SAN DIEGO—Experts on human rights in China and victims of human rights abuses at the hands of the Chinese regime gathered on Wednesday, May 11, to discuss the practice of organ harvesting in China.
The event, titled “Human Organ Harvesting: Is China’s government killing Falun Gong and other prisoners of conscience for their organs?” was held at the Peace & Justice Theatre at the Joan B. Kroc Institute for Peace & Justice at University of San Diego (USD), and well attended by some 140 people. Two featured speakers were David Matas, an international human rights lawyer, and the Hon. David Kilgour, former Canadian MP, Queen’s barrister, and former head secretary of state, Asia-Pacific.
Jointly, Kilgour and Matas have been gleaning information on the subject of Chinese organ harvesting since being approached by several Falun Gong practitioners in 2006. Kilgour mentioned that 41,500 organ donors are unaccounted for in the calculations of the number of organs and donors provided by the Chinese Communist Party for the years 2000-2006. They conclude the most likely source for these organs is detained Falun Gong practitioners.

Falun Gong is a spiritual practice that has been brutally persecuted in China since 1999. The regime’s oppression was long known to include torture to the point of death, bankrupting practitioners, and setting Chinese society against adherents through extensive propaganda campaigns. But when allegations of organ harvesting emerged in March 2006, the world was exposed to a “new kind of evil,” said Matas upon releasing the first version of their report on the subject in July 2006.
By tradition, Chinese do not donate organs, and the regime had no donation program in place until recently. Executed prisoners are one admitted source of organs, but the health of the donor, who could have been a drug addict, HIV infected, etc., is in question. However, the figure of 41,500 unknown donors already takes into account the number of organs that could be sourced from executed criminals.
Organs, especially from around the years 2000 to 2006, before the organ extraction practice was revealed, were much more readily available in China than anywhere else in the world. A kidney may be available in as little as two weeks, or a liver in a month, meaning there would have to be a large pool of organ donors to support such a quick supply.

In their investigations, Kilgour and Matas made use of several recordings of Chinese doctors representing people needing organ transplants, who would make calls to hospitals in China and ask about the availability and quality of organs for their patients. These calls revealed, among other things, that hospitals claimed they were able to get organs from Falun Gong practitioners or were no longer able to, but once did.
Kilgour mentioned several key players in the human rights causes in China and how the regime has silenced, by torture and other tactics, these rights defenders.
Gao Zhisheng, called “the conscience of China”, has faced severe torture for standing up for the rights of Falun Gong practitioners. His legal practice was destroyed after writing three open letters to the highest levels of the Chinese regime, and after not relenting, he has been in and out of captivity, where he suffered severe torture. His current location is unknown, as is his health. His wife and two children fled out of fear to the United States.
Six years ago, an American teacher, Darren Russell of California, was killed in southern China. Chinese police said he died as a result of a truck-pedestrian accident. His mother, Maxine Russell, was present at Wednesday’s event and provided her story.

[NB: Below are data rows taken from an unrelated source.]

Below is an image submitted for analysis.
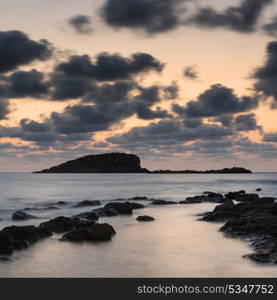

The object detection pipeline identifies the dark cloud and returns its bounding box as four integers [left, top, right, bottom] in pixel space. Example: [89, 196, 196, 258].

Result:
[0, 31, 53, 73]
[101, 0, 188, 34]
[234, 113, 261, 131]
[108, 120, 233, 149]
[68, 15, 93, 35]
[50, 72, 96, 101]
[263, 132, 277, 143]
[253, 41, 277, 108]
[0, 98, 10, 120]
[184, 66, 199, 79]
[263, 16, 277, 38]
[56, 53, 164, 81]
[186, 0, 273, 32]
[173, 84, 259, 118]
[9, 70, 48, 98]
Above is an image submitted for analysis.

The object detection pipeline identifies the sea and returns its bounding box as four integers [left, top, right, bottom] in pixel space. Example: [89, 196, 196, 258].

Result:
[0, 173, 277, 278]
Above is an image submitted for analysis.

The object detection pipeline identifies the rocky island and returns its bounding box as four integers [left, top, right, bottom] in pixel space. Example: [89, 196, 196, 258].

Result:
[34, 153, 252, 174]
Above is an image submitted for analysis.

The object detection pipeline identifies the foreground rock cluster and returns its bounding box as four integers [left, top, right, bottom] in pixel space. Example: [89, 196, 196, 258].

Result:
[0, 189, 277, 264]
[0, 197, 154, 260]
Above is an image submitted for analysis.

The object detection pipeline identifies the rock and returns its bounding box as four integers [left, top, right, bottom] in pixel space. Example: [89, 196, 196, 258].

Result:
[259, 197, 276, 204]
[136, 216, 155, 222]
[151, 200, 177, 205]
[23, 205, 60, 211]
[235, 194, 259, 202]
[0, 226, 52, 255]
[12, 210, 37, 221]
[130, 202, 144, 209]
[72, 211, 99, 221]
[93, 207, 118, 217]
[201, 201, 235, 222]
[39, 217, 75, 233]
[225, 190, 246, 200]
[60, 224, 116, 242]
[56, 201, 68, 205]
[130, 196, 149, 201]
[73, 200, 101, 207]
[0, 231, 14, 255]
[104, 202, 133, 215]
[38, 153, 148, 173]
[243, 253, 272, 263]
[179, 192, 224, 204]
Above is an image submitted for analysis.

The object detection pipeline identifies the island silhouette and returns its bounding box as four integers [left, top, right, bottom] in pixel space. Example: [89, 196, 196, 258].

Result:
[34, 153, 252, 174]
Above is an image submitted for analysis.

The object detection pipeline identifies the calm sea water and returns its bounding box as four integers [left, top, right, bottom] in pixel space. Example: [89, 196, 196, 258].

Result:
[0, 173, 277, 277]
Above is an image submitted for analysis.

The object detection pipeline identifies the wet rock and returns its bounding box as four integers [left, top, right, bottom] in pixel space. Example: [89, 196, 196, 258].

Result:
[225, 190, 246, 200]
[56, 201, 68, 205]
[235, 194, 259, 202]
[39, 217, 75, 233]
[60, 224, 116, 242]
[72, 211, 99, 221]
[201, 201, 235, 222]
[179, 192, 224, 204]
[243, 253, 272, 263]
[136, 216, 155, 222]
[73, 200, 101, 207]
[130, 202, 144, 209]
[151, 200, 177, 205]
[12, 210, 37, 221]
[130, 196, 149, 201]
[23, 205, 60, 211]
[104, 202, 133, 215]
[93, 207, 118, 218]
[0, 226, 51, 255]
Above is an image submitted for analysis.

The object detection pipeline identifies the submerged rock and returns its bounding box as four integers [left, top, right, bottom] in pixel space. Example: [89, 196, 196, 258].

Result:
[73, 200, 101, 207]
[129, 196, 149, 201]
[0, 226, 52, 255]
[60, 224, 116, 242]
[93, 207, 118, 217]
[151, 200, 177, 205]
[104, 202, 133, 215]
[136, 216, 155, 222]
[12, 210, 37, 221]
[72, 211, 99, 221]
[39, 217, 75, 233]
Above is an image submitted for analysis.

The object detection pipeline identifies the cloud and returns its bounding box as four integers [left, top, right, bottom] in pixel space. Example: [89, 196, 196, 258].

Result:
[0, 31, 53, 73]
[68, 15, 93, 35]
[56, 53, 164, 81]
[101, 0, 187, 34]
[234, 113, 261, 131]
[186, 0, 273, 33]
[263, 132, 277, 143]
[262, 16, 277, 38]
[0, 98, 10, 120]
[184, 66, 199, 79]
[252, 41, 277, 108]
[173, 84, 259, 118]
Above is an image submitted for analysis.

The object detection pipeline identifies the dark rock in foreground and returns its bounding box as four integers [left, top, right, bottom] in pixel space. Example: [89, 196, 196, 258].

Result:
[0, 226, 52, 255]
[34, 153, 148, 173]
[104, 202, 133, 215]
[39, 217, 75, 233]
[136, 216, 155, 222]
[12, 210, 37, 221]
[151, 200, 177, 205]
[72, 211, 99, 222]
[60, 224, 116, 242]
[74, 200, 101, 207]
[199, 191, 277, 263]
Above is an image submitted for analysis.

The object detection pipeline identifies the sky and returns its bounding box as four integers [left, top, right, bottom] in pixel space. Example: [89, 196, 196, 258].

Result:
[0, 0, 277, 172]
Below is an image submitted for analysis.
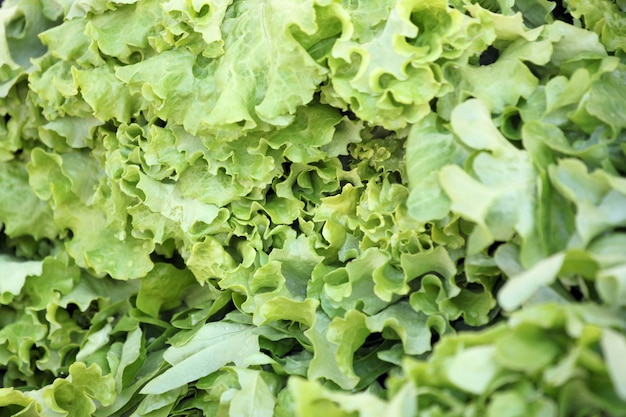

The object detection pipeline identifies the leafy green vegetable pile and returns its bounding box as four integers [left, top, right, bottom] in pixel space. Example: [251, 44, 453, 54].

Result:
[0, 0, 626, 417]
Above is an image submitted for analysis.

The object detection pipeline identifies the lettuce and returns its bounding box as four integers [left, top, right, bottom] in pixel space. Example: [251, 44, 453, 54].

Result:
[0, 0, 626, 417]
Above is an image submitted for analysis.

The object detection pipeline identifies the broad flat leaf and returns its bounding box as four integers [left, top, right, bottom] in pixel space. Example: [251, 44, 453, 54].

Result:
[141, 322, 260, 394]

She told how the Chinese authorities would not cooperate. She finally was able to have his body exhumed and returned to the United States. After an autopsy, it was determined he died of a blow to the head. No one has been held responsible for the death.
Another speaker at the event was a Chinese woman named Ms. Li, telling her story through a translator about her family being held in labor camps and the atrocities and brainwashing that were taking place there. Victims of these atrocities seldom dare to go public in this form.
Reactions
Steve Gelb, Ph.D., a professor and associate dean in the School of Leadership and Education Sciences at USD, was one of the attendees at the event.

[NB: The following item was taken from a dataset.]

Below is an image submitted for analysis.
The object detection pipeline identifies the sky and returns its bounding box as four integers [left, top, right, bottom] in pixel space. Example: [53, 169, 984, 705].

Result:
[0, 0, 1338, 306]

“I think this is very important information that everyone in the United States should be aware of, and I wish that the world would respond to this the way it used to respond to South Africa, in which there were boycotts and people wouldn’t go there and wouldn’t buy things,” said Gelb.
Gelb said that he thought the United States should have some concern over the matter. “I think we have to worry about it because our relationship with [China] is very important, obviously, financially and politically. So we have been tolerating this, some horrible, horrible things that would not be tolerated by some other governments, right? So it seems like that’s not the human rights standard,” he said.
“When you get upset about it in one place, or in this case, which is maybe now one of the worst—if not the worst—governments in the world, how can we turn our back and say it’s not our business? Especially since we’re doing so much business with them,” he continued.
Also in the audience was Diane Brockington, the executive director of The John Brockington Foundation, an organization dedicated to promoting and supporting organ donation.
“It seems to me so horrifying, so obvious, so well-documented, it’s hard to believe we aren’t immediately halting imports of Chinese products,” said Brockington.
She was also concerned about how these organ transplants that take place in China affect those on organ waitlists in the United States.
“There should be some serious sanctions against Americans who participate in transplant tourism. When they come back and those organs fail, which they often do, those people should not be put back on the list—the transplant list. Medicare should not pay for all of their medical needs after those organs fail,” she said.